The subpoena was served on Citigroup early in the day and this time the bank, instead of waiting up until the deadline to respond, delivered its answer to the House panel by the afternoon. "We have received the subpoena and the committee already has received our response," says Citigroup spokeswoman Mary Ellen Hillary.

The new information comes just days after Citigroup complied with an earlier subpoena, in which the nation's biggest financial-services firm admitted it had allocated several hundred thousand shares to Ebbers over the past few years. The documents turned over by Citigroup also revealed that as many as two dozen telecom executives also may have gotten shares in hot IPOs.

Ancient History?

In its latest response, the company offers records that show most of Ebbers' IPO gains came prior to the 1997 merger of Salomon Brothers with Travelers unit Smith Barney. Of the $11 million windfall, roughly $10.5 million of that came from IPO allocations given to Ebbers by the old Salomon Brothers, which had been a major institutional trader of corporate bonds.

In the post-merger period, Ebbers netted $503,430 on shares in a dozen different IPOs, including Rhythms Netconnections, Williams Communications Group, Juno Online and United Parcel Service.

One of his biggest postmerger gains came in the late 1999 IPO for KPNQwest, a failed European telecommunications company. The documents show that Salomon allocated 20,000 shares to Ebbers at the IPO price of $20.81 on Nov. 9, 1999. He sold all that stock a week later at $39.40 a share, for a gain of $371,926.

The records show that most of Ebbers' stock sales came within a few days or weeks after the IPO. That would mean none of the stock sales technically qualified as "flipping," a practice in which a person buys and sell shares in an IPO all on the same day.

There are some clunkers in Ebbers' portfolio, too. The records show that he never sold the 35,000 shares of Williams Communications that Salomon doled out to him on Oct. 1, 1999, at $23 a share. As of Aug. 23, Ebbers was still holding the stock, handing him an unrealized loss of $804,405 in his portfolio.

Williams Communications, a spinoff of the energy company Williams Companies ( WMB), filed for bankruptcy earlier this year. The company plans to emerge to from bankruptcy on Oct. 15. Under the reorganization plan, some shareholders would be able to trade in their old shares for a lesser amount of stock in the post-bankruptcy company.


The release of the IPO information has sparked an outcry from some members of Congress for a far broader investigation into the manner in which other Wall Street firms dole out IPO shares to corporate executives.

During the bull market, it was common practice for Wall Street investment bankers to reward corporate executives with shares in new stock offerings. Critics contend the practice was a way for Wall Street firms to reward executives for directing investment banking deals to them.

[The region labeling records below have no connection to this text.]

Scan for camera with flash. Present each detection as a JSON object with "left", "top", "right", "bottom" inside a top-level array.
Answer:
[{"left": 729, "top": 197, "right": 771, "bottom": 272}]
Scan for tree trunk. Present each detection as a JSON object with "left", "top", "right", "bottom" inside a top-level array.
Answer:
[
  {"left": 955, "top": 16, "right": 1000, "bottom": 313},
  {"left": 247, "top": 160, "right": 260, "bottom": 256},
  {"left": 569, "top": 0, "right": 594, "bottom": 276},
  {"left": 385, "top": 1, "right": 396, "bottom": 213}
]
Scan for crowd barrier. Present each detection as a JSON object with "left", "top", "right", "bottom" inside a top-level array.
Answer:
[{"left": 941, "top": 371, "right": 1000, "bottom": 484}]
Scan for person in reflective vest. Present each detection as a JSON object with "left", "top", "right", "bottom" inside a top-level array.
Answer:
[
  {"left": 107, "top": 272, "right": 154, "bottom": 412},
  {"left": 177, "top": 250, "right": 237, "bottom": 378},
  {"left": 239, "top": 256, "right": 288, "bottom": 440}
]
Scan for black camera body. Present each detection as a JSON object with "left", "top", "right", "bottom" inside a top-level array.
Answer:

Those questions dovetail with concerns in Washington and on Main Street about Wall Street's excesses during the late 1990s investment boom. A number of highly paid executives have bailed out of failing companies over the last year or so after cashing in millions of stock, leaving employees and investors holding the bag. Congressional hearings are now being held as legislators grapple with measures that would prevent officers from ignoring shareholders' long-term interests.

In light of the newest disclosures, Rep. Michael Oxley (R-Ohio), chairman of the House panel, issued a statement saying that Ebbers' IPO windfall "raises policy questions about the fairness of the process that brings new listing to the markets."